When people want other people to work full-time for less money than it takes to rent a lousy little apartment (and the current American minimum wage makes renting such an apartment unaffordable for millions of working people) that exhausts my patience.

I become less civil when politicians like Georgia's Karen Handel get elected even after saying: "I don't support a livable wage." I gag when right wingers urge unity even as Trump invites people to the Oval Office who said Hillary Clinton should be shot, or called President Obama "sub-human."

My anger rises when I recall Trump encouraging people at his rallies to "beat the crap" out of anyone who attracted his imperial scorn, or when he hinted darkly at "Second Amendment remedies" for judges who ruled in ways he didn't like.

And I don't remember hypocrites like LaMalfa worrying about civility throughout the eight years of unrelenting racist hatred expressed toward Obama by Trump's birthism, or by an uncivil Republican colleague shouting "you lie" at the elected POTUS from the floor of the House during a presidential State of the Union address.

But this isn't just about Republican hypocrisy. If you helped elect a guy who lies to us daily (as he does), if the party you support attempts to transfer ever more wealth to people who already own most everything (as it does), if you are unconcerned about interference in our elections (as Putin and the Russians clearly did), and if you share Trump's continued assaults on the media and other foundational elements of our system of government (as he so consistently does), then you're running down this country, and when you're running down my country, to quote an old country music classic, you're getting' on the fightin' side of me.

And I'm sorry, friend, but I don't take kindly to that, nor to the minions of the right wing who now want to offer lessons on civility.
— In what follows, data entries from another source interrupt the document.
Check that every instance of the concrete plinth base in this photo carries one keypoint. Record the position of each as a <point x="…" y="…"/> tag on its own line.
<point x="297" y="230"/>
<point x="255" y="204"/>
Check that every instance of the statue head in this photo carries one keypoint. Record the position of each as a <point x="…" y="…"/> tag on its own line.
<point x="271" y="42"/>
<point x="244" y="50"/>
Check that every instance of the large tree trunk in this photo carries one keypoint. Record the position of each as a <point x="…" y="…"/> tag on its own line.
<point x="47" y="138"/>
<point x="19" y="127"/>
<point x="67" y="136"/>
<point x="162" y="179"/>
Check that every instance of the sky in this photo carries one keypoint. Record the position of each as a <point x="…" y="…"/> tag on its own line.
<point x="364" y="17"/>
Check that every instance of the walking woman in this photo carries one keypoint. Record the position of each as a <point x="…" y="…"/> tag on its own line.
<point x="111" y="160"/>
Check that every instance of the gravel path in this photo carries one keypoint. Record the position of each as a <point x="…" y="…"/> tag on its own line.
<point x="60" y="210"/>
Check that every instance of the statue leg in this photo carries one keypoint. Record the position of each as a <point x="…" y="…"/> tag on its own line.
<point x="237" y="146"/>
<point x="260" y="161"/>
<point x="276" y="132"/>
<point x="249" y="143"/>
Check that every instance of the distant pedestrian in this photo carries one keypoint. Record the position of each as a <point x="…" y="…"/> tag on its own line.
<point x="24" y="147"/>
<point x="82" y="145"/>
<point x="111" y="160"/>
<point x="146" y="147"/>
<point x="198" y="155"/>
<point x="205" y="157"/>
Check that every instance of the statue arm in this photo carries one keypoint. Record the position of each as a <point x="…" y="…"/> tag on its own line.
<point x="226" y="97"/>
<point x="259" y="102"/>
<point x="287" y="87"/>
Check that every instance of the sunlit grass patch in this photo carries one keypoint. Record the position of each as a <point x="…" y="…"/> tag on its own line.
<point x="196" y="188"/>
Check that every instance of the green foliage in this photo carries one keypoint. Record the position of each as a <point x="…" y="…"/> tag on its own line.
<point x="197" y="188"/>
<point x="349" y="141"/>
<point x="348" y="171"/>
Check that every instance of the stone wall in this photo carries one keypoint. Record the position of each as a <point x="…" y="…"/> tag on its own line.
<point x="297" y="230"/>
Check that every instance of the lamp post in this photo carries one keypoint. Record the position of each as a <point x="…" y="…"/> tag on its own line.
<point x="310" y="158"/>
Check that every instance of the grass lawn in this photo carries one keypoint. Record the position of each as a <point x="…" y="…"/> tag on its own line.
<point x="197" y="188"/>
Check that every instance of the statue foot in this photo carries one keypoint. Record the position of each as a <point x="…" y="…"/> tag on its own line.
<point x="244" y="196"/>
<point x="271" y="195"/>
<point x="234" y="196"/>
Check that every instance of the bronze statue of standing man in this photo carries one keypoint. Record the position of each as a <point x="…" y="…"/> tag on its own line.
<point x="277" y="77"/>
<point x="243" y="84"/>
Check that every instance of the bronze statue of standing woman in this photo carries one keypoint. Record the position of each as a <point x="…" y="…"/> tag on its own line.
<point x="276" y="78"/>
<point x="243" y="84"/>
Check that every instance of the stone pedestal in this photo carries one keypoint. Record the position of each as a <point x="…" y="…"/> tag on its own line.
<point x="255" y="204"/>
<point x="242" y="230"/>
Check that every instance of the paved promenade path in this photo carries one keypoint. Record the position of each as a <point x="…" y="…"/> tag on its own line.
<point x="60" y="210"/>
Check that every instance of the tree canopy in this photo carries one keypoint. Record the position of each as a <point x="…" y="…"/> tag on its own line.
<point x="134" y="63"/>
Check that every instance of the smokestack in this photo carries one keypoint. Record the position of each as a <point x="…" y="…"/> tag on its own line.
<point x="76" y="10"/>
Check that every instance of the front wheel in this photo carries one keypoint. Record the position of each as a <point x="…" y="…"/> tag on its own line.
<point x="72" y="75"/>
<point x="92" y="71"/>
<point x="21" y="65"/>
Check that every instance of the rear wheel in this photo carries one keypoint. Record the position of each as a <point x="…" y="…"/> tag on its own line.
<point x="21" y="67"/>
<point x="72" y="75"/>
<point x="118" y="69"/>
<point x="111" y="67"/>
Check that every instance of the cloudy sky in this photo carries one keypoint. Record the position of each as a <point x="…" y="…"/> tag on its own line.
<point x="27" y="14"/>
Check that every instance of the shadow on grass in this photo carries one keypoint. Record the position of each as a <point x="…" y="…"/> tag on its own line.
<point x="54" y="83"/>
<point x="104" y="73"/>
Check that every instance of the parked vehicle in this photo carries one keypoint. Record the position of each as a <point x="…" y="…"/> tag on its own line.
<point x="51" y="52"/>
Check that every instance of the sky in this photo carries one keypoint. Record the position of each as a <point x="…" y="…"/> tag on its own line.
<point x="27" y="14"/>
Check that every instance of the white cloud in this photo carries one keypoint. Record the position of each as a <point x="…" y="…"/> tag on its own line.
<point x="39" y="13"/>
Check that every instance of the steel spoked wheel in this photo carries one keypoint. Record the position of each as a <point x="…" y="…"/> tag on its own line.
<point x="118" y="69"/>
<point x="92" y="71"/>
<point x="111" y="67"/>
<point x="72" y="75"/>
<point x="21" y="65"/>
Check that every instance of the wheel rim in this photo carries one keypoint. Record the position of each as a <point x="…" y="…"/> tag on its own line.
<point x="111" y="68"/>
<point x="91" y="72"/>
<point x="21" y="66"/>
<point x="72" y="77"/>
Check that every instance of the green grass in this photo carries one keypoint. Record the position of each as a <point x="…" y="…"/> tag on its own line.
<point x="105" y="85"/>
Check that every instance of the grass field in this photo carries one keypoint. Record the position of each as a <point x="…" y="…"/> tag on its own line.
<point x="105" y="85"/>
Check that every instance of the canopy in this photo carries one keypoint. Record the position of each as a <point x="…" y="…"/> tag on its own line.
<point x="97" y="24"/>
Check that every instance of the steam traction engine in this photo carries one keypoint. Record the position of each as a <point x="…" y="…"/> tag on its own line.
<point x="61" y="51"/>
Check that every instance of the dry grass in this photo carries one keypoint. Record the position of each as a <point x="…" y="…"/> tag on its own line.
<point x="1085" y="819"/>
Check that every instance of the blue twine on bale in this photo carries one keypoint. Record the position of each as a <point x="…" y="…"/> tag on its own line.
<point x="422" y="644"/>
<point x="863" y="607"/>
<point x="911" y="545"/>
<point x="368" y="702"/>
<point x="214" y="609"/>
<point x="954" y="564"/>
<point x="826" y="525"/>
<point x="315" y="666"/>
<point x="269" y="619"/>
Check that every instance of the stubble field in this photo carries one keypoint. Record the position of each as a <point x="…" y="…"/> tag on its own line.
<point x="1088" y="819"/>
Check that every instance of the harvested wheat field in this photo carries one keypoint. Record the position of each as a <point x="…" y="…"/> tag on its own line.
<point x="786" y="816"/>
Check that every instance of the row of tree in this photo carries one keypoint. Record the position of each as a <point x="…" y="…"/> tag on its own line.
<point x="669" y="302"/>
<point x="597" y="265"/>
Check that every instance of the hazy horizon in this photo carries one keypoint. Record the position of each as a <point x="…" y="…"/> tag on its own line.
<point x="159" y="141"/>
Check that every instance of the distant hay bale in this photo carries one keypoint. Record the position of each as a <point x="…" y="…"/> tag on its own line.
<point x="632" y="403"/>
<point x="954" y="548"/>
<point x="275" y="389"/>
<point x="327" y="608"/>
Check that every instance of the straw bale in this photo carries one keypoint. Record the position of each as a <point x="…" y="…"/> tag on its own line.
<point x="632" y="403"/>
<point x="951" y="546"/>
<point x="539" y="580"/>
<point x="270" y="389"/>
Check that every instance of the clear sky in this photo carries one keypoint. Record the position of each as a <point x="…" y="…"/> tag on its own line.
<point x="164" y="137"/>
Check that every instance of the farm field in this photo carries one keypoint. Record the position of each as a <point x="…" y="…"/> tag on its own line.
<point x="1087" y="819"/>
If you're comfortable with white supremacists, cool with Wall Streeters in charge of tax policy, climate change deniers deciding on energy policies, billionaire religious fundamentalists deciding on school policies, and an exclusive cabal of rich white males determining health care policy for millions of women, children, elderly people and working poor who had no say about it, you're not doing a damn thing to make America great again, and I can't be civil as I witness the mean spiritedness and the harm you're aiding and abetting.

It's an odd quirk of human nature, but people generally forego a polite response when they're being mugged, robbed, beaten, and deceived. When privileged and well-cushioned crooks and cons like LaMalfa and Trump preach civility, they should not be surprised when the victims don't swallow their hypocritical sermons and say "thank you, sir, may I have another."